Friday, 2024 November 22

Amazon to spend $1b in Indonesia for its cloud business

Amazon plans to invest a total of US$1 billion in Indonesia over the span of the next 10 years. This was conveyed to Indonesian President Joko Widodo last week by Amazon vice president Werner Vogels, according to local media reports (link in Bahasa Indonesia), though questions regarding AWS’ regulatory compliance and tax payment in Indonesia still need to be sorted out.

The current proposal is about the firm’s cloud computing unit, Amazon Web Services (AWS). The funds would, therefore, most likely be used to build the necessary infrastructure for that, such as data centres.

Takeaways

– Amazon follows Alibaba’s footsteps to build cloud computing data centres in Indonesia. The Chinese firm opened its first Alibaba Cloud data centre earlier this year.

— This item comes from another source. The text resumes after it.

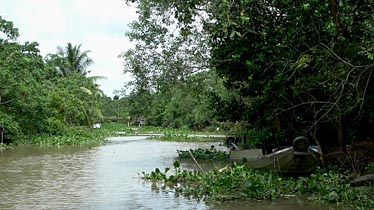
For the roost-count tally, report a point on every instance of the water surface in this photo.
(105, 177)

– Indonesia is tightening controls on regulations which require sensitive user data to be stored in data centres within the country. This will spur the demand for cloud computing options that use local infrastructure.

– There’s no indication that Amazon will bring its ecommerce services to Indoensia just yet, although it has launched a number of services in Singapore. In India, Amazon has been available since 2013 and is now battling Flipkart, which was taken over by Walmart, for ecommerce dominance.